By now I assume you've read or heard
the news about a one hundred and thirty
million dollar painting that was found
hidden behind a locked door in an attic
near Toulouse, France. Apparently a
ceiling leak prompted the homeowners
to search for the source which led them
to discover what has now been officially
designated as a Caravaggio. Given the
subject matter is a gruesome beheading
I'm certain that at some point someone
decided it was unfit for public display.
And so it sat in purgatory for 150 years.
If you've ever watched Antiques Road
Show on PBS you're well aware that
many treasures await discovery within
humble homes across the United States.
While the odds are most definitely not
in your favor - that doesn't mean that
something you've forgotten or loathed
might be worth a fortune. You see most
of these stories revolve around one thing,
IGNORANCE. Almost every object of
desire has a story to tell however often
over time, the details of our possessions
get lost in the shuffle. And so we forget.

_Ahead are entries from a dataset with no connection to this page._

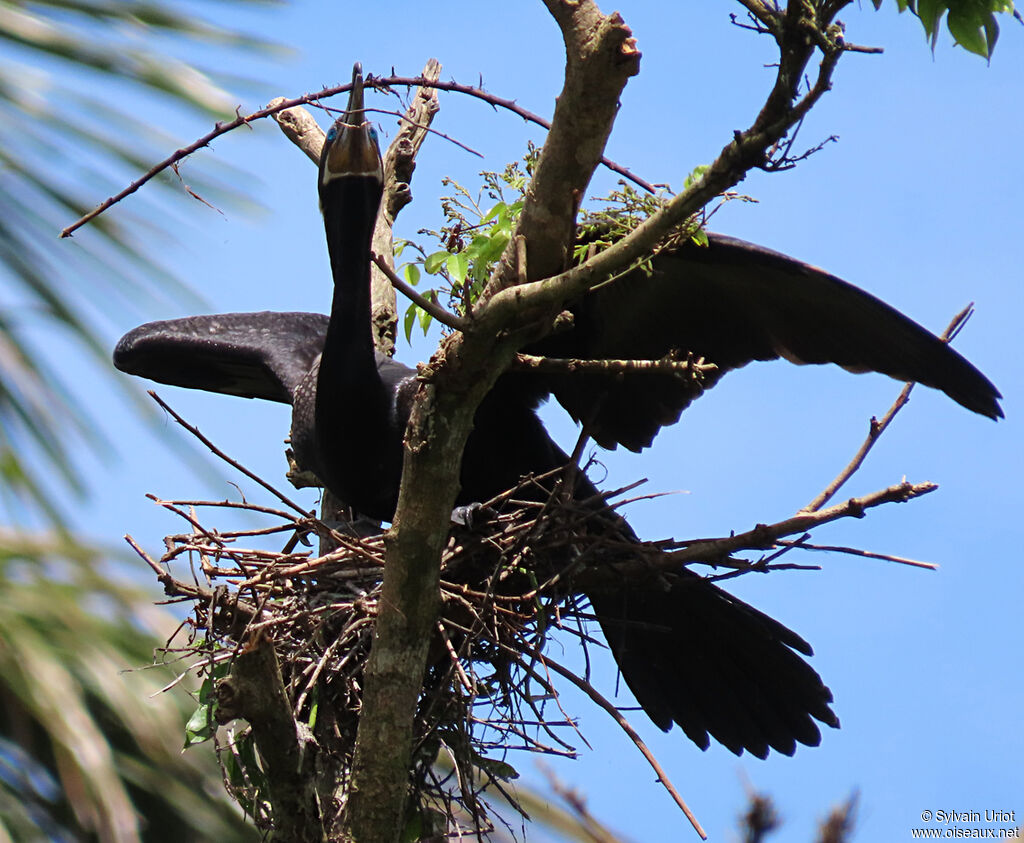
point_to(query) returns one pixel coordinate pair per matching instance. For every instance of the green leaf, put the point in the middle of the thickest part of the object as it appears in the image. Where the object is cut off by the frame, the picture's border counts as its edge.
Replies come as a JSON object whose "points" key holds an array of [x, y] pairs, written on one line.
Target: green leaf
{"points": [[412, 272], [201, 726], [458, 266], [433, 263], [408, 321]]}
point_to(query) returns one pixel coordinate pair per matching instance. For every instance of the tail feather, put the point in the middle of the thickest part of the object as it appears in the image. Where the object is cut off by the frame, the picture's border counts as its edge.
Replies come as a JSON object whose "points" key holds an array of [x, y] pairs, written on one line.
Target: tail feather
{"points": [[695, 656]]}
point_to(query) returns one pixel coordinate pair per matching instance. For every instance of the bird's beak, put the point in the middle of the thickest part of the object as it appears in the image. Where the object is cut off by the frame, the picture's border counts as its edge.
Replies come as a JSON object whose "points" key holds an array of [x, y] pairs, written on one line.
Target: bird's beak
{"points": [[351, 148]]}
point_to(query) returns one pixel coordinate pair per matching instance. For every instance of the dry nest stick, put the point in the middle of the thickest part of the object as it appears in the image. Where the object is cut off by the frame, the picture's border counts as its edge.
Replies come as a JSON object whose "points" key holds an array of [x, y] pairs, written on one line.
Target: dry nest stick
{"points": [[504, 586]]}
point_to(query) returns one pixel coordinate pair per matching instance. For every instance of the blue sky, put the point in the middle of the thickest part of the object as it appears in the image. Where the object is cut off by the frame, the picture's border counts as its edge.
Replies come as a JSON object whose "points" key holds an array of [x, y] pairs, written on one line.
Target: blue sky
{"points": [[918, 202]]}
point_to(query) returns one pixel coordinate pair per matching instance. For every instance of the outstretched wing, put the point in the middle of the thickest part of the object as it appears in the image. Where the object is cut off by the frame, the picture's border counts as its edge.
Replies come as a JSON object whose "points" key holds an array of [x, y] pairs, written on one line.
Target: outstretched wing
{"points": [[730, 303], [256, 355]]}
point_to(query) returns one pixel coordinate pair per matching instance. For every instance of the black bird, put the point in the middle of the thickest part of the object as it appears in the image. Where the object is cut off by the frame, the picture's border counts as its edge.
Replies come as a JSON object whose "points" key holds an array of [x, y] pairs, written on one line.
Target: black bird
{"points": [[690, 652]]}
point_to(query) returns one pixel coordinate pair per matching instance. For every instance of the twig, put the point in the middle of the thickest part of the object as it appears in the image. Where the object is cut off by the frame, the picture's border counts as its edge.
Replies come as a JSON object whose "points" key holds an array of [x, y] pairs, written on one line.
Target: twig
{"points": [[593, 693], [435, 310], [853, 551], [281, 104], [233, 463], [878, 427]]}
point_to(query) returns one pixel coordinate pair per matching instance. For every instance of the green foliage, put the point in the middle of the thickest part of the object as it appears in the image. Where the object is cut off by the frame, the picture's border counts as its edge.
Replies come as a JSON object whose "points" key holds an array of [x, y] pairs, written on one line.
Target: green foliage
{"points": [[89, 746], [473, 239], [972, 23], [61, 148]]}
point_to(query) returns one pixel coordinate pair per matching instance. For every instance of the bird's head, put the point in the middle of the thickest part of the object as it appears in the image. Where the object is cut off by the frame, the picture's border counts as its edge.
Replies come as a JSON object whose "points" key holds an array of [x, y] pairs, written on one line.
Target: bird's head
{"points": [[351, 150]]}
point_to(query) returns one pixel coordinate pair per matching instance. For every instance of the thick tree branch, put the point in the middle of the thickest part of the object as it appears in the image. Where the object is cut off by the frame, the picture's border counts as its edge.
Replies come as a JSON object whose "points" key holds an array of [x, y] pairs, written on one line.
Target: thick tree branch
{"points": [[601, 57]]}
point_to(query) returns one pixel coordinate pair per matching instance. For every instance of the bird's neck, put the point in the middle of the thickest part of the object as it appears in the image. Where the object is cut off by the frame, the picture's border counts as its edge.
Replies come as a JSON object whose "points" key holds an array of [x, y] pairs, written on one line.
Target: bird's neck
{"points": [[349, 215]]}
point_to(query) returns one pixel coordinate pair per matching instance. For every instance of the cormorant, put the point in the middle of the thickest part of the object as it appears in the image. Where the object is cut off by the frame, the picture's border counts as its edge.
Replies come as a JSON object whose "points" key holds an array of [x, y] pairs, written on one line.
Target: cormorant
{"points": [[690, 652]]}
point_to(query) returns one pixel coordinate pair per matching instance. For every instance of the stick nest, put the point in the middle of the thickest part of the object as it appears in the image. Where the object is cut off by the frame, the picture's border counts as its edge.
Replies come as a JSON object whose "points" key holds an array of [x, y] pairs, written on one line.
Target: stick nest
{"points": [[269, 629]]}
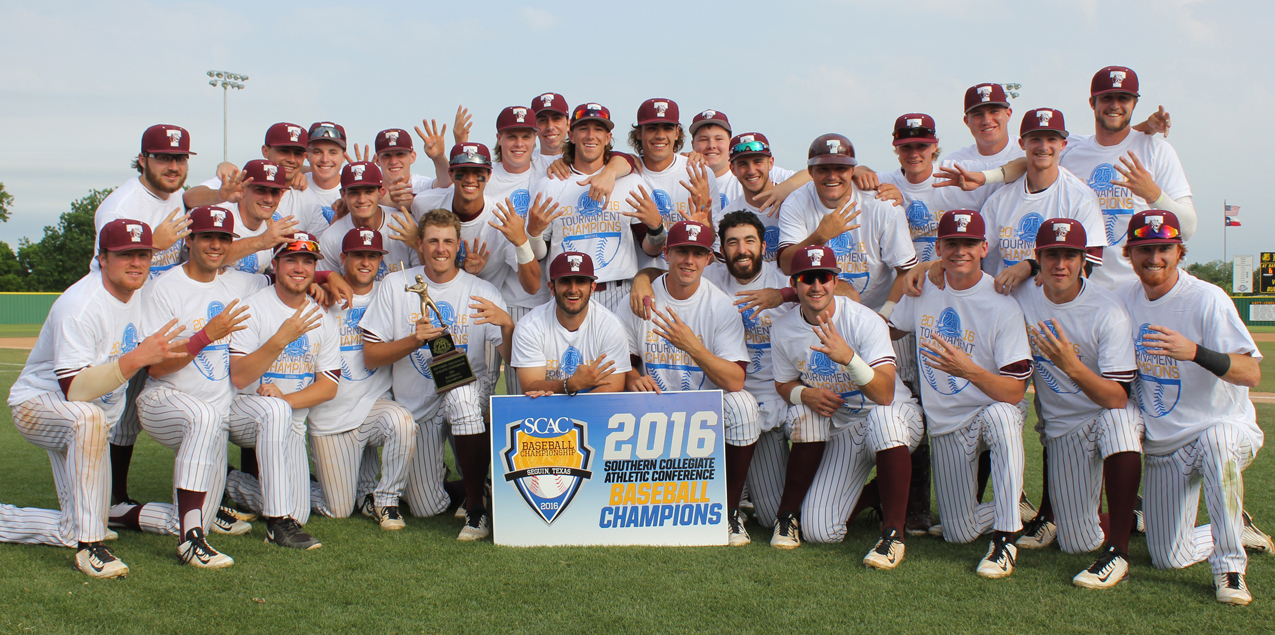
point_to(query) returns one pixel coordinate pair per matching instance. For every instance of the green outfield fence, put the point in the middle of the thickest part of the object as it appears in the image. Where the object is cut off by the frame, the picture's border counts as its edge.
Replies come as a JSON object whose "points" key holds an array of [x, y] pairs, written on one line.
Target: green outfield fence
{"points": [[33, 307]]}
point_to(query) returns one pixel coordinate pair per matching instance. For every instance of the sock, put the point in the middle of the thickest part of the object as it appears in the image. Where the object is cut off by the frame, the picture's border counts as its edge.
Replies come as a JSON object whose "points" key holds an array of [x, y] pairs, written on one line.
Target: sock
{"points": [[1123, 473], [894, 468], [802, 463], [190, 510], [737, 460]]}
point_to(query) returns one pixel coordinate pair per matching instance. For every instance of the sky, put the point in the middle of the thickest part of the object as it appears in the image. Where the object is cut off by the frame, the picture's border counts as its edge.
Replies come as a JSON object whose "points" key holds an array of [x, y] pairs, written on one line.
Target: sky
{"points": [[82, 80]]}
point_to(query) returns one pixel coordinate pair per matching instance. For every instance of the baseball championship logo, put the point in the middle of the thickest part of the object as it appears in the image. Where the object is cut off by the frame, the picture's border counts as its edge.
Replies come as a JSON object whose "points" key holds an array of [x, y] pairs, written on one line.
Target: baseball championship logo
{"points": [[547, 459]]}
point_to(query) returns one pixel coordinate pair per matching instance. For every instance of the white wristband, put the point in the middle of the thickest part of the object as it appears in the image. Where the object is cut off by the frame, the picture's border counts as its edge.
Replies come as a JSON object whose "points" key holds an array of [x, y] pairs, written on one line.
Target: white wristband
{"points": [[524, 253], [859, 371], [794, 397]]}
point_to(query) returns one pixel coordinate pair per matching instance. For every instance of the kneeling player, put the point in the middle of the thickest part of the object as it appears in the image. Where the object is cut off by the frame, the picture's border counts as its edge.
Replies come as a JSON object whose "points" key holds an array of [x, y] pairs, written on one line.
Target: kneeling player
{"points": [[974, 367], [1084, 365], [834, 364]]}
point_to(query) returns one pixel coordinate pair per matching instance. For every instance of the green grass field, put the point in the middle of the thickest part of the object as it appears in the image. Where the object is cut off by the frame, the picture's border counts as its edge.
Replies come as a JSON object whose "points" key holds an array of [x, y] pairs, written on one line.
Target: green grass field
{"points": [[422, 580]]}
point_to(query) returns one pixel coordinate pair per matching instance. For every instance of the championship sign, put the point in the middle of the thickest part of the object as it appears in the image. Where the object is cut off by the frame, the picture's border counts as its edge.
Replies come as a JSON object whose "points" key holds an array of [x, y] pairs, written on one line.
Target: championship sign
{"points": [[619, 468]]}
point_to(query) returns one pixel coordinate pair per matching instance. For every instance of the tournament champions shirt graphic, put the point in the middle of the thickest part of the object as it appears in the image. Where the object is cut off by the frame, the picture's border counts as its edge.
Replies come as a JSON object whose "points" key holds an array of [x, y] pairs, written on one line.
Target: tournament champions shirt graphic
{"points": [[984, 324]]}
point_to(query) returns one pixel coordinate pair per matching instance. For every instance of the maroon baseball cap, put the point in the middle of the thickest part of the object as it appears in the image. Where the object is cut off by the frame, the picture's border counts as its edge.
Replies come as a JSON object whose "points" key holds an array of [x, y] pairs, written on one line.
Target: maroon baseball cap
{"points": [[592, 112], [1043, 119], [749, 143], [361, 239], [1113, 79], [1154, 227], [361, 174], [393, 139], [689, 232], [961, 223], [571, 263], [814, 259], [515, 116], [124, 235], [710, 116], [983, 94], [298, 242], [1061, 232], [551, 102], [212, 219], [658, 111], [469, 154], [327, 131], [264, 172], [166, 139], [830, 149], [284, 134], [914, 128]]}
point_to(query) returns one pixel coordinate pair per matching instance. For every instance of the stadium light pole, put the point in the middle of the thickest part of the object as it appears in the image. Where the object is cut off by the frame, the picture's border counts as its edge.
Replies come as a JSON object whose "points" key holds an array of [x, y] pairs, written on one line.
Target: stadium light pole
{"points": [[226, 80]]}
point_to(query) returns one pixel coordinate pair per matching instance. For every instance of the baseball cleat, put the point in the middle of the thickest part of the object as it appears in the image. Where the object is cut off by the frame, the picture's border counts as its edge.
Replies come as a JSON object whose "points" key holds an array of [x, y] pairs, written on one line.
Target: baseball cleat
{"points": [[1107, 571], [96, 560], [287, 533], [477, 527], [998, 561], [1038, 534], [226, 523], [1253, 538], [738, 534], [196, 552], [388, 518], [787, 532], [888, 552], [1232, 589]]}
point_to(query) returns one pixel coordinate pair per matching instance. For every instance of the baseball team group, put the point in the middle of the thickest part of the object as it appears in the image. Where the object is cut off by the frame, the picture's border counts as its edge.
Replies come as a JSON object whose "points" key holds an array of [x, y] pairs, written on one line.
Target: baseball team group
{"points": [[854, 320]]}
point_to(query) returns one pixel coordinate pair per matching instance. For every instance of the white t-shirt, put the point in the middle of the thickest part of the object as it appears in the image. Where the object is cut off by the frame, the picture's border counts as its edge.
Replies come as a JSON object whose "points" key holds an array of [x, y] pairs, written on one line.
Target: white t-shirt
{"points": [[393, 316], [729, 186], [86, 327], [134, 202], [984, 324], [302, 360], [714, 320], [592, 227], [360, 386], [194, 304], [867, 335], [672, 200], [759, 328], [867, 255], [541, 339], [314, 205], [1012, 217], [923, 205], [500, 251], [1099, 332], [399, 254], [1085, 158], [1181, 399]]}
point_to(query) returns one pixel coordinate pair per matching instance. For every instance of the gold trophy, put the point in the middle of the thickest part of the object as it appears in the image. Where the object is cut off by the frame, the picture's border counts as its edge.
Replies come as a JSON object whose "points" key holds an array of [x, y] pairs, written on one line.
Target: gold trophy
{"points": [[449, 365]]}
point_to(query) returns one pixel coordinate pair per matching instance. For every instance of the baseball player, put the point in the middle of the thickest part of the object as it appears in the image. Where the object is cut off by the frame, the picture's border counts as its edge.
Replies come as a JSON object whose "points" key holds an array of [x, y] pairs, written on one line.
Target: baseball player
{"points": [[361, 189], [834, 364], [696, 337], [1196, 364], [395, 333], [361, 416], [162, 168], [606, 231], [570, 344], [189, 404], [1083, 370], [288, 351], [70, 393], [974, 364]]}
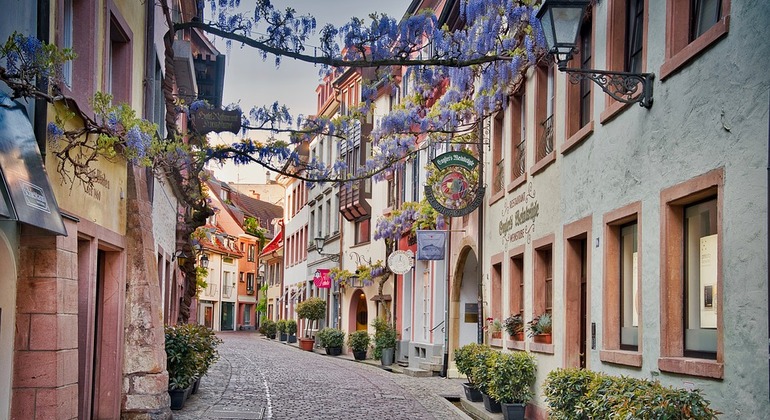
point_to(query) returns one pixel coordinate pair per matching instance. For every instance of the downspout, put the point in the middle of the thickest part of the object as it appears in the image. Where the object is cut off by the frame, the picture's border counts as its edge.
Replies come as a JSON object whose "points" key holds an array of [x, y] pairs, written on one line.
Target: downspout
{"points": [[480, 243], [41, 107], [445, 365]]}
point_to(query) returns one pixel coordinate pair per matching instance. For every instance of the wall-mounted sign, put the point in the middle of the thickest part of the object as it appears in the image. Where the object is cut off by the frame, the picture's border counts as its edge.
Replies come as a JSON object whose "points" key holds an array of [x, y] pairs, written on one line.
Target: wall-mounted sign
{"points": [[519, 215], [457, 191], [216, 120], [400, 262], [322, 279]]}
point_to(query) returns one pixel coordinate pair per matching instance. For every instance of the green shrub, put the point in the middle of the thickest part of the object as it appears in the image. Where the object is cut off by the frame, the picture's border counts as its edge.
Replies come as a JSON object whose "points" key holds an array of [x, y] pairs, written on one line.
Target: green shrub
{"points": [[359, 340], [269, 328], [579, 394], [191, 349], [331, 337], [512, 378], [291, 327], [483, 369], [465, 358], [384, 336], [281, 326], [311, 309]]}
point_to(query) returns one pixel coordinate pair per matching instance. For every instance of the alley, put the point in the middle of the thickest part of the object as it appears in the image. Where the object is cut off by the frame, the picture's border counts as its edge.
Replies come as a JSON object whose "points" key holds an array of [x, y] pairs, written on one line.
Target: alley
{"points": [[257, 378]]}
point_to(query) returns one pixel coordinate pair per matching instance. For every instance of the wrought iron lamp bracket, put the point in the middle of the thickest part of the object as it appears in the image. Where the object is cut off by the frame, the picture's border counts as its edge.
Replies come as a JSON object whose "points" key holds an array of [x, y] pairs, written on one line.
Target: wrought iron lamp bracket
{"points": [[622, 86]]}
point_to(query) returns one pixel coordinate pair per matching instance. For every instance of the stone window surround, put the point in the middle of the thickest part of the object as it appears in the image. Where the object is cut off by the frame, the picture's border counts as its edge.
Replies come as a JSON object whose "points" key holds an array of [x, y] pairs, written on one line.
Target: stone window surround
{"points": [[679, 51], [613, 220], [672, 202]]}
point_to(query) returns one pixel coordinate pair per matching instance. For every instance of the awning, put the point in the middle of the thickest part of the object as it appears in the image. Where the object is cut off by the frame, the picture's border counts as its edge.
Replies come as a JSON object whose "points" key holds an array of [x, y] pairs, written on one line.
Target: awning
{"points": [[275, 244], [26, 193]]}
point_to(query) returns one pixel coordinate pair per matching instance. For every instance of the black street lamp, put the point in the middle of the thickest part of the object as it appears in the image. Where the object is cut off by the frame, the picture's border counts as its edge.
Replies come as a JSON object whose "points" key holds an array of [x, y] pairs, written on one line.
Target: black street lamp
{"points": [[319, 244], [561, 21]]}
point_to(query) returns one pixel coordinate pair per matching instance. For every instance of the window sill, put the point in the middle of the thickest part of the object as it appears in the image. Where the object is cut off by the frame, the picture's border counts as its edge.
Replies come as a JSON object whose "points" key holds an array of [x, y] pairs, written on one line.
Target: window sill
{"points": [[541, 348], [516, 183], [686, 54], [693, 367], [621, 357], [515, 345], [496, 197], [543, 163], [577, 138]]}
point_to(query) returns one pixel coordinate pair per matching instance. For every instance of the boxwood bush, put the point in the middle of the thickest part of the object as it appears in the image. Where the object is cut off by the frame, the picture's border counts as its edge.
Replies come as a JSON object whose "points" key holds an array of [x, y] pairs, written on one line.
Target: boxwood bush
{"points": [[580, 394]]}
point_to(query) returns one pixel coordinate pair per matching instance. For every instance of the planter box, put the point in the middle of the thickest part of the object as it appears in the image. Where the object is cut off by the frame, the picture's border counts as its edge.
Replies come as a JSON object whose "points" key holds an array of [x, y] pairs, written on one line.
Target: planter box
{"points": [[513, 411], [490, 404], [471, 393]]}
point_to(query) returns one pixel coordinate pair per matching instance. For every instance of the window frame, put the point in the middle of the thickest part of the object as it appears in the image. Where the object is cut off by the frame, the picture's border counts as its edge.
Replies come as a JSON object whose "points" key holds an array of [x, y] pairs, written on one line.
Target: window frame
{"points": [[680, 50], [672, 201]]}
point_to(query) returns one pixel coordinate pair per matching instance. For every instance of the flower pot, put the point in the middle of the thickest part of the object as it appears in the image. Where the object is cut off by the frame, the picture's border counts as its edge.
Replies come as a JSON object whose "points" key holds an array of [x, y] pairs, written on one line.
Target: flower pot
{"points": [[333, 351], [490, 404], [514, 411], [306, 344], [471, 393], [387, 357], [177, 398]]}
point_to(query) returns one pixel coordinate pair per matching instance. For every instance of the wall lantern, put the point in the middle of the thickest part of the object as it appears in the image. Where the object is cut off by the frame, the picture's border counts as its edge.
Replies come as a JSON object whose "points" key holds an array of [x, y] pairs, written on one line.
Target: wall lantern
{"points": [[561, 20], [319, 244]]}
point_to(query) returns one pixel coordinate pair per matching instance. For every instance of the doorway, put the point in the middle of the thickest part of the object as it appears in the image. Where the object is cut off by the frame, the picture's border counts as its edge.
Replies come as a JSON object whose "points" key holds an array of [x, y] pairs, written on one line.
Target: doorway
{"points": [[577, 295]]}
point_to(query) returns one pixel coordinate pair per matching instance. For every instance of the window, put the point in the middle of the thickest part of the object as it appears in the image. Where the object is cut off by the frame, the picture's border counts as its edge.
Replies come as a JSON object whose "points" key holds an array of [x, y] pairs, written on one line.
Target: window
{"points": [[118, 68], [67, 37], [693, 26], [626, 43], [498, 154], [518, 134], [622, 301], [691, 314]]}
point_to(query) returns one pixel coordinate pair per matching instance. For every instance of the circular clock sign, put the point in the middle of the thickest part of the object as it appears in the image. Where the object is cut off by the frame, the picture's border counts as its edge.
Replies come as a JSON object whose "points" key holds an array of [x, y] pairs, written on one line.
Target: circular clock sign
{"points": [[400, 262]]}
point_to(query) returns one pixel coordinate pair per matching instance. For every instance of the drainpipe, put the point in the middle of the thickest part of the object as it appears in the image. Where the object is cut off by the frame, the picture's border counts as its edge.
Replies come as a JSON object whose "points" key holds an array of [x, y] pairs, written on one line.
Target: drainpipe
{"points": [[480, 242]]}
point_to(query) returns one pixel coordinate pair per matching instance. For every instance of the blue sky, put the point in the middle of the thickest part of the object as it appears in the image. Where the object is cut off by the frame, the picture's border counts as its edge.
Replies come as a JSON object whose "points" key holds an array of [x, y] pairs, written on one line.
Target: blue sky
{"points": [[251, 82]]}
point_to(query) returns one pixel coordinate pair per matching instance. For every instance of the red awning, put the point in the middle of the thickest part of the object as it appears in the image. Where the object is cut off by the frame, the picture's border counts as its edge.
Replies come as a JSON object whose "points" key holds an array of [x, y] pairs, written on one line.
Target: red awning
{"points": [[275, 244]]}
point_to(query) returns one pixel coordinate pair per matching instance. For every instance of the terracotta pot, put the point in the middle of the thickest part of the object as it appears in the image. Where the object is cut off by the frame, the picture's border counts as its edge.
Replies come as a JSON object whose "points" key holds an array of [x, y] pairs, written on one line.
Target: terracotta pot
{"points": [[306, 344]]}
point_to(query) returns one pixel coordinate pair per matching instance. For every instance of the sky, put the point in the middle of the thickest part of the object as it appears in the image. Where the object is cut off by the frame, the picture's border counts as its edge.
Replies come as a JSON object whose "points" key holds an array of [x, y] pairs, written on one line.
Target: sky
{"points": [[250, 82]]}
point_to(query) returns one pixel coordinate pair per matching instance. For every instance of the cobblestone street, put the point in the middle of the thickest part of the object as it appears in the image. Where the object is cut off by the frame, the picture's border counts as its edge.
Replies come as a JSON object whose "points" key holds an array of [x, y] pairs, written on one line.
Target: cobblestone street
{"points": [[257, 378]]}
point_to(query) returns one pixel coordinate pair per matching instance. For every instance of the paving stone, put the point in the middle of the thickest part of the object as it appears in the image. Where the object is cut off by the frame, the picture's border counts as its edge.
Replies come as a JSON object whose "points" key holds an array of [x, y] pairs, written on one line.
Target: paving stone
{"points": [[257, 378]]}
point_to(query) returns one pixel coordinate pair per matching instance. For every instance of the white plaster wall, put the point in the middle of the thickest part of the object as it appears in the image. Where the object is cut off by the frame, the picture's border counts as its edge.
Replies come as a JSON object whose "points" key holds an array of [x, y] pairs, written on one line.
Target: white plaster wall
{"points": [[711, 114]]}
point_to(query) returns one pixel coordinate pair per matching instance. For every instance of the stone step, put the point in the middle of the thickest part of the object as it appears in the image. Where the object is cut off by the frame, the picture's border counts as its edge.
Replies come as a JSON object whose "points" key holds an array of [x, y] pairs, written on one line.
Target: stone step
{"points": [[418, 373]]}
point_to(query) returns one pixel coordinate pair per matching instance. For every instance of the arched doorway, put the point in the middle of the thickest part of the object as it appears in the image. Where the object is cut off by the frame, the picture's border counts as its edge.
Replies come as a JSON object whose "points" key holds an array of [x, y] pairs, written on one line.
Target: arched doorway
{"points": [[359, 311], [464, 305]]}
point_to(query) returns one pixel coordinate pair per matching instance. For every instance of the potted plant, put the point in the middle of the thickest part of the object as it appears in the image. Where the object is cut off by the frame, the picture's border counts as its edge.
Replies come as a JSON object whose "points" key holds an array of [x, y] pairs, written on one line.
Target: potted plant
{"points": [[269, 329], [540, 328], [482, 372], [291, 330], [281, 326], [332, 340], [384, 341], [514, 326], [310, 310], [511, 383], [466, 358], [358, 341]]}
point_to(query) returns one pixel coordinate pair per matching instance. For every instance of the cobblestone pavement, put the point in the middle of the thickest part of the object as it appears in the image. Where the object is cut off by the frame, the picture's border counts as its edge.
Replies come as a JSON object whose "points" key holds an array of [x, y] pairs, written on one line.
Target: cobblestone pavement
{"points": [[257, 378]]}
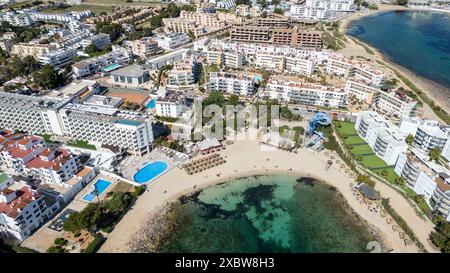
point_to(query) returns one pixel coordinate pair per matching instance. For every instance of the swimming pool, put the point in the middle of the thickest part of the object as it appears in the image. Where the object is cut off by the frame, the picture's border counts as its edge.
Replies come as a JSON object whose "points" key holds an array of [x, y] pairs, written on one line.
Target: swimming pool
{"points": [[100, 186], [150, 171], [151, 104]]}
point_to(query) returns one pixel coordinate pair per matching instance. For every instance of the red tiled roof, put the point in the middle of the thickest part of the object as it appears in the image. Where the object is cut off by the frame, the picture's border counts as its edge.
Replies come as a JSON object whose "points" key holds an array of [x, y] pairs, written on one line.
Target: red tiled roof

You've heard the stories. Somebody
purchases a bag of costume jewelry
at a garage sale for a dollar only to
find a ring that intrigues. When they
finally bring it to an expert - it's a six
carrot diamond - not a piece of glass.
Who knows how it got there?! But
chances are it's owner either hid it
(and then died) or somehow put it in
the wrong place at the wrong time.
How it got there doesn't matter, the
fact is some benefit from another's
mistakes. Thus ignorance is bliss.
Chip off the old block?
Many rely on a tale told by our elders
as to what has worth. Most family tales
are pure fiction. Which is why eager
people drag junk down to the experts
only to discover they're not worth the
gas it took to get them there. Which
in part explains why one man's trash
is another's treasure. Few realize what
they've got till these literally lose it.
When one loses a beloved one, our
Pavlovian reaction is an urge to purge.
Yet one wonders just might be getting
lost in said race to fill the dumpster!
Post the exit of my parents I'm daily
reminded of just how ignorant I am.
While I clung on to the things Ethel
considered invaluable - who knows
what goodies I tossed in the process
Hence I'm trying to be smart about
leaving some sort of a paper trail
behind should I be flattened by some
semi tomorrow. Years ago I bought
some art at an estate sale in Dallas.
Attached to the back of each was
an envelope containing the original
bill of sale. HEAVEN HELP US!
The missing link
Even with a Caravaggio, provenance
is key. Hence the rift between several
art experts over whether said painting
is the real thing or a faux pas. Hence
even in our paperless cyber world, it's
important that we chronicle where,
what, how, and when as relates to our
valuables. While you may remember
all the details about your engagement
ring - years from now your great, great,
great, grandchild will know absolutely
nothing unless you make sure they're
in the loop. FACTS versus fiction!
Trash to treasure
Many treasures were virtually worthless
in their time. Much that we now deem
as rarities were once mundane everyday
commodities. Part of an item's worth is
whether it's an isolated instance or some
common denominator. The fact is you
can't predict whether that trinket you
treasure may in the future be worth a
fortune. Therefore making sure others
understand why it's important to you
creates a legacy far more valuable than
any antique appraisal go-forward. After
all, aren't your memories priceless?